Facile fabrication of highly-stretchable, low-hysteresis and notch-insensitive ionogels for strain sensors

Ionogels hold great promise for the fabrication of advanced flexible electronic devices owing to their outstanding high conductivity, wide operating temperature and electrochemical stability. However, ionogels prepared by traditional strategies commonly suffer from a conflict between toughness and low hysteresis, limiting their application. Here, a facile and efficient strategy is proposed to fabricate highly stretchable, tough and low-hysteresis ionogels that feature inorganic-organic elastic microspheres of SiO2/PnBA serving as a chemical cross-linker. When subjected to stretching, SiO2/PnBA particles enable the transmission of tension through deformation with low energy dissipation, then they rapidly recover their structure after release of the stress. Due to the elaborately designed network structure, highly stretchable and tough ionogels with low hysteresis are achieved.

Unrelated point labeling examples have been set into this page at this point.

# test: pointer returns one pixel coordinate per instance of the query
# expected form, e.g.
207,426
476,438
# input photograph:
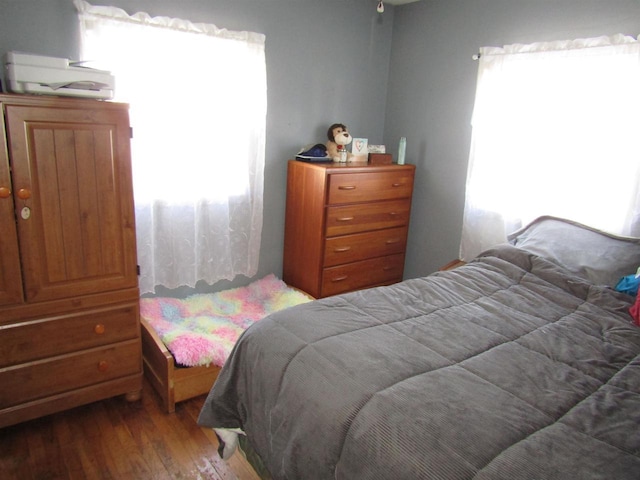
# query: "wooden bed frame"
172,382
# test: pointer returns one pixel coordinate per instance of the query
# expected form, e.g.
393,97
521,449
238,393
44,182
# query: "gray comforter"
504,368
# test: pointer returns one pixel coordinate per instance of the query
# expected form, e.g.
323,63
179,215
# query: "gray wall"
432,88
408,73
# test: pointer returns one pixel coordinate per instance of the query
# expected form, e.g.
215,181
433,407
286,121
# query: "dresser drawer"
357,275
367,187
360,246
44,378
370,216
32,340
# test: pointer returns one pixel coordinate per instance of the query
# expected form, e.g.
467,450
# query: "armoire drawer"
347,219
44,378
370,186
360,246
33,340
357,275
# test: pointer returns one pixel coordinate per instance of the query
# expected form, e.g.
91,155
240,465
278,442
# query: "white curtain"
197,98
556,130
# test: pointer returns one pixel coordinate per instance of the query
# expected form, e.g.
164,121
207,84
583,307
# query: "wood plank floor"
114,439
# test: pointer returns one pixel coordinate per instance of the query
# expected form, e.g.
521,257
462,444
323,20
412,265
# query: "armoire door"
71,181
10,276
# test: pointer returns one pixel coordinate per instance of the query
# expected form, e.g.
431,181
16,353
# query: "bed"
185,341
522,364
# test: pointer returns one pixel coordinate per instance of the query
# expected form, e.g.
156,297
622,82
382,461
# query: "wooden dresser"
69,314
346,225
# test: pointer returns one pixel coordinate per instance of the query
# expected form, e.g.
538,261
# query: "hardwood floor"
114,439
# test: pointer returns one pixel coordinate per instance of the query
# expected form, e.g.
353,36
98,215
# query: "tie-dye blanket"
202,329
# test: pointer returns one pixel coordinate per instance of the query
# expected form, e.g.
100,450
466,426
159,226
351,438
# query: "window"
555,131
197,97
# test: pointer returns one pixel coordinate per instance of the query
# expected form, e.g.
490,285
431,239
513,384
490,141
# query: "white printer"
38,74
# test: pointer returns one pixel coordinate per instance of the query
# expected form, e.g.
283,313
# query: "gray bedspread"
505,368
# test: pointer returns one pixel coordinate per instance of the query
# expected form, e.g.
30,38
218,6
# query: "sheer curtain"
197,98
556,130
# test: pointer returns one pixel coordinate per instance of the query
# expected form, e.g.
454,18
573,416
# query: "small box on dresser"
346,226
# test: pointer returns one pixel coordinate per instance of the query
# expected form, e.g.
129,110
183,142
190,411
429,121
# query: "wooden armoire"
69,314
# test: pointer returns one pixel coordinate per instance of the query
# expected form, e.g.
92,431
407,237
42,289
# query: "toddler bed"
186,341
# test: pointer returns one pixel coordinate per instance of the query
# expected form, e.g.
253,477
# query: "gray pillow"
599,257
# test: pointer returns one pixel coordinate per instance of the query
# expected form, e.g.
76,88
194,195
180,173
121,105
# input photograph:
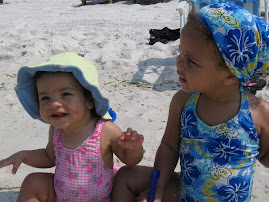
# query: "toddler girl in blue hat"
217,128
64,93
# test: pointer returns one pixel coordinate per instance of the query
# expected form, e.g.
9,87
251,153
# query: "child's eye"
191,61
44,98
66,94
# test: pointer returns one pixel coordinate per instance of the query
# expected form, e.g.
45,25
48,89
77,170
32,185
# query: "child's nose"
55,103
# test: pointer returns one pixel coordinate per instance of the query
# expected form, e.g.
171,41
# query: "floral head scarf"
241,37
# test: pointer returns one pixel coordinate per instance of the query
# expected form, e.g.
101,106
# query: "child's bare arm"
127,146
40,158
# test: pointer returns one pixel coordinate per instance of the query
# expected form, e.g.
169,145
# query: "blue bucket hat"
241,37
83,71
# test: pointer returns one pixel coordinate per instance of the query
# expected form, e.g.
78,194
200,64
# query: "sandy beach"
138,78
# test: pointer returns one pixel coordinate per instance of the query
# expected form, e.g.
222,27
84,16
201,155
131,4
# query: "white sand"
115,38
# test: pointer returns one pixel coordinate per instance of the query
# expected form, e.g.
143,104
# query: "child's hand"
131,140
16,159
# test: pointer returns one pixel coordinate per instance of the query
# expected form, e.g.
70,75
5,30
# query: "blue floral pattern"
241,37
217,162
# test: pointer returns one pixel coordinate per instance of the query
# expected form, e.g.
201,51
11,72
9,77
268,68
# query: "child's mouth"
59,115
182,80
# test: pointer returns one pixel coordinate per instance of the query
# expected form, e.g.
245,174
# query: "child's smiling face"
61,100
199,64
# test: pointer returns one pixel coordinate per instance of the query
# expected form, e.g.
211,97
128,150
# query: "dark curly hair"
194,21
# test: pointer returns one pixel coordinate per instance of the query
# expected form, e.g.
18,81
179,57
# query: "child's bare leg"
130,182
37,187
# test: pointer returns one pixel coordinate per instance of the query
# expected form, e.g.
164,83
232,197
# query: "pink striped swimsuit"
80,173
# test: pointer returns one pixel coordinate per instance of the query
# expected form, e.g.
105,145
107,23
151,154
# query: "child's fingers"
141,138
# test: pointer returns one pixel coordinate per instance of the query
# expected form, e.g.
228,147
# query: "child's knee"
122,175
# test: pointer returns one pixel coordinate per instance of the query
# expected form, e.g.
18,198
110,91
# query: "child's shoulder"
259,111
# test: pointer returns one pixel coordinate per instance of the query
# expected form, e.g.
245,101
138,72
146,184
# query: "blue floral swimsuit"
217,162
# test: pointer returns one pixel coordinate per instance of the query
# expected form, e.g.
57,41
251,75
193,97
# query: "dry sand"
139,79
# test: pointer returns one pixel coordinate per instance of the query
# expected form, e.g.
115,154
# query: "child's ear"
230,78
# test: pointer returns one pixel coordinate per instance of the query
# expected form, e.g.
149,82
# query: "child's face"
61,100
199,64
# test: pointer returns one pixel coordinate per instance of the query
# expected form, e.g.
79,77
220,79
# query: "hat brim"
27,93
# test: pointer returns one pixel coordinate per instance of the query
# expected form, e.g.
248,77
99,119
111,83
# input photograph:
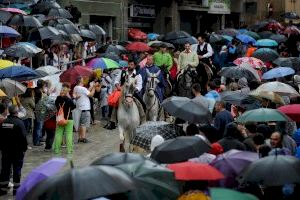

Furthermore, these materials exhibit unique notch insensitivity as the stress concentration at the crack tip can be effectively alleviated. When exploited as a strain sensor, they exhibit superior sensitivity over a wide range of strain (1%-500%). This work proposes a strategy for replacing chemical/physical cross-linking with flexible and deformable micro-domains to fabricate high-performance ionogels with combined high stretchability, toughness, low hysteresis and notch insensitivity.